Against the stronger MRSA and vancomycin-resistant strains, the best LC-PUFA was DHA, followed by EPA, GLA, HETrE, 15-OHEPA and DGLA.
The effectiveness of benzoyl peroxide and salicylic acid at preventing the growth of P. acnes was similar to the LC-PUFAs (minimum required concentration of 64mg/l). Neither of these agents were able to kill P. acnes up to the maximum concentration tested of 4,096mg/l. They were less effective against S. aureus and needed higher concentrations to prevent growth.
Fusidic acid and mupirocin were the most potent against S. aureus, needing a minimum of 0.25mg/l to prevent growth, while neomycin and polymyxin B were less effective. However, all six of the agents were able to kill S. aureus.
None of the LC-PUFAs had an inhibitory effect on any of the standard treatments for P. acnes and S. aureus. When combined with benzoyl peroxide, three LC-PUFAs (15-OHEPA, DGLA and HETrE) were actually found to have a synergistic effect and were more effective against the bacteria when working together.
How did the researchers interpret the results?

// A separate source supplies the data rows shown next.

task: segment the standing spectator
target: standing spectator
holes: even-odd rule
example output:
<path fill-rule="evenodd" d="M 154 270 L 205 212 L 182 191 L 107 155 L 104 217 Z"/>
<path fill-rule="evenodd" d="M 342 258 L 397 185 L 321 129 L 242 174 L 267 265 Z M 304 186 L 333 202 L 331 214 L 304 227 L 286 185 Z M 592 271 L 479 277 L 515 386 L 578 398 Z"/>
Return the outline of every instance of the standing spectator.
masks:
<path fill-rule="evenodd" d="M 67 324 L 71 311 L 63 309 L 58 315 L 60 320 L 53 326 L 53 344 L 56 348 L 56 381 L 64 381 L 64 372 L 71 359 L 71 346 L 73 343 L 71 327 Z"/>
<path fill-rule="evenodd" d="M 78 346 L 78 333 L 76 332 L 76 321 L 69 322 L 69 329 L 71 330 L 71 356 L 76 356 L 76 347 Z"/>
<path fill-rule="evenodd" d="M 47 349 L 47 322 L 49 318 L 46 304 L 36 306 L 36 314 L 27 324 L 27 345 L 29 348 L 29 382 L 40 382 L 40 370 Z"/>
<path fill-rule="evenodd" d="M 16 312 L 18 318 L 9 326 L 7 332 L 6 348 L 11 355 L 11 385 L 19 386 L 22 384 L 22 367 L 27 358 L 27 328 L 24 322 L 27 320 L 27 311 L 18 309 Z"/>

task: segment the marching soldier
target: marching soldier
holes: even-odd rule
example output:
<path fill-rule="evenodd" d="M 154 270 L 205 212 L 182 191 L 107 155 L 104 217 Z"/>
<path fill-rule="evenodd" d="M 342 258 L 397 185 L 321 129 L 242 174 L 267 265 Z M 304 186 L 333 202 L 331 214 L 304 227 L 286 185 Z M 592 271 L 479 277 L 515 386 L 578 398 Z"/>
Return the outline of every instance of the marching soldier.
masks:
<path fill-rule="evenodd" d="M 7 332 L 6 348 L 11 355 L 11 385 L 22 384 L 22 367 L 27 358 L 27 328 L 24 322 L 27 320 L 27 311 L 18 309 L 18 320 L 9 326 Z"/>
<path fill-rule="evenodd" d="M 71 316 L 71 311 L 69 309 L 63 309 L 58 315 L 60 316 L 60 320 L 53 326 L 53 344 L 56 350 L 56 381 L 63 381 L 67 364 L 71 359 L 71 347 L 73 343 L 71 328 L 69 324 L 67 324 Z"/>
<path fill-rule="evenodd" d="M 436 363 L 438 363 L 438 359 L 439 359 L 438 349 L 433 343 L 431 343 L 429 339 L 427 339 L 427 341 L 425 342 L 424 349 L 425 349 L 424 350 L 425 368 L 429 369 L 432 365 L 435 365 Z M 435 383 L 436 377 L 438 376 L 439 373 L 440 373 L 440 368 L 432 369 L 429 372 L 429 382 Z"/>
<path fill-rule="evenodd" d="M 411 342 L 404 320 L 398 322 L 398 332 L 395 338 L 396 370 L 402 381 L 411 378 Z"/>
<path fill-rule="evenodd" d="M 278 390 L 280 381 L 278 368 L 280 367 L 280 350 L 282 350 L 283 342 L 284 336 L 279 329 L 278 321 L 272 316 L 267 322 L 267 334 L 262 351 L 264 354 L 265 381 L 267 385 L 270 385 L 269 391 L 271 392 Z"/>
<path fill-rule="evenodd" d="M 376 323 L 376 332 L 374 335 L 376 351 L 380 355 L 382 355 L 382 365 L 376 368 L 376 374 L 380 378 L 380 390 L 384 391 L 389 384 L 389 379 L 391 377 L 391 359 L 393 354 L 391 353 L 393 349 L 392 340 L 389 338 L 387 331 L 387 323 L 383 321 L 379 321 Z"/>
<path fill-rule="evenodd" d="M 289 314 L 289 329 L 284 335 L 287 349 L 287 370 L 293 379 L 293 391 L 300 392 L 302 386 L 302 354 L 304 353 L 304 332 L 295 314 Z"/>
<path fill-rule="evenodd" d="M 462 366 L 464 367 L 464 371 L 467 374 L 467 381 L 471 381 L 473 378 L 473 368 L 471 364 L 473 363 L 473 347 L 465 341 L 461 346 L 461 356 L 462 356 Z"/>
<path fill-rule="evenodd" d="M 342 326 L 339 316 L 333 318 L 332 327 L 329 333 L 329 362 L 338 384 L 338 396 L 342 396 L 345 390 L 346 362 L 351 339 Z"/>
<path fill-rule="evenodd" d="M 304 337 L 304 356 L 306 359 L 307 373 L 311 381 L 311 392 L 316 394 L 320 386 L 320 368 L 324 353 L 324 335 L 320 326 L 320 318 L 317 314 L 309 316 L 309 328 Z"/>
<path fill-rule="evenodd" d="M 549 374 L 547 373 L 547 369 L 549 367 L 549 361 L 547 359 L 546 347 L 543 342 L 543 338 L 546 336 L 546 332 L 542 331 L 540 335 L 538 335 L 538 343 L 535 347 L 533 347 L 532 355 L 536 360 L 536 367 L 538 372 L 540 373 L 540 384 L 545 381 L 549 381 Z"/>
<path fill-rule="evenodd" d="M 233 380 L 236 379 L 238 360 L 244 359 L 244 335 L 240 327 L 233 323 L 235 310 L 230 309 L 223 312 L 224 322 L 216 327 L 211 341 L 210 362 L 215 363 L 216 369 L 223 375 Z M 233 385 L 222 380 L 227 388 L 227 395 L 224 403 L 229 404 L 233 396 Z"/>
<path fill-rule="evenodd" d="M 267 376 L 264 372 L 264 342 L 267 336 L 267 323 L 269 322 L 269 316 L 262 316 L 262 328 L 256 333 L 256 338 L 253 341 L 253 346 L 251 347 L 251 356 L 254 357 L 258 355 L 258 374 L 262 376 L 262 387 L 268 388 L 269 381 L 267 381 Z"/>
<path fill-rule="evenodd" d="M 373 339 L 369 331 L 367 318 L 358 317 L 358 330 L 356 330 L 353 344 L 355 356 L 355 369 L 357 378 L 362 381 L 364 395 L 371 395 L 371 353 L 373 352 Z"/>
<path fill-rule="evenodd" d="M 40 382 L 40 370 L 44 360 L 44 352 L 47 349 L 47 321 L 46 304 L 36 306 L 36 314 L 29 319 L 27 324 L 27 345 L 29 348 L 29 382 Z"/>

The researchers concluded that, "LC-PUFAs warrant further evaluation as possible new agents to treat skin infections caused by P. acnes and S. aureus, especially in synergistic combinations with antimicrobial agents already used clinically."
Conclusion
This laboratory study investigated the effects of six long-chain polyunsaturated fatty acids (LC-PUFAs) found in high levels in marine organisms when used against the bacteria that cause acne (P. acnes) and various other skin infections (S. aureus).
As the researchers say, there is a need for alternative topical treatments for these skin conditions, as the treatments used currently tend to be either not very effective, or cause undesirable side effects such as skin irritation or dryness. LC-PUFAs have previously been demonstrated to have antimicrobial and anti-inflammatory properties.
This research demonstrated that LC-PUFAs were most effective at preventing the growth of P. acnes, but were less effective against S. aureus. However, the LC-PUFAs were able to kill S. aureus bacteria but not P. acnes.
LC-PUFAs had a similar effect to the commonly used topical treatment benzoyl peroxide against the acne-causing bacteria. Importantly, the LC-PUFAs did not inhibit the activity of the standard treatments when used in combination, and some even seemed to have a beneficial effect and worked well together.
This was exploratory research – so far, the preparations have only been tested on bacterial cultures in the laboratory, not on real people. Further research is needed to see whether a LC-PUFA preparation could be developed for the topical treatment of acne or skin infections in people. It would then need further trials to test that it is effective and, most importantly, safe.
Acne may not be life threatening, but it can be extremely distressing. Any new effective treatment that can be used topically and does not involve the use of antibiotics would be welcome.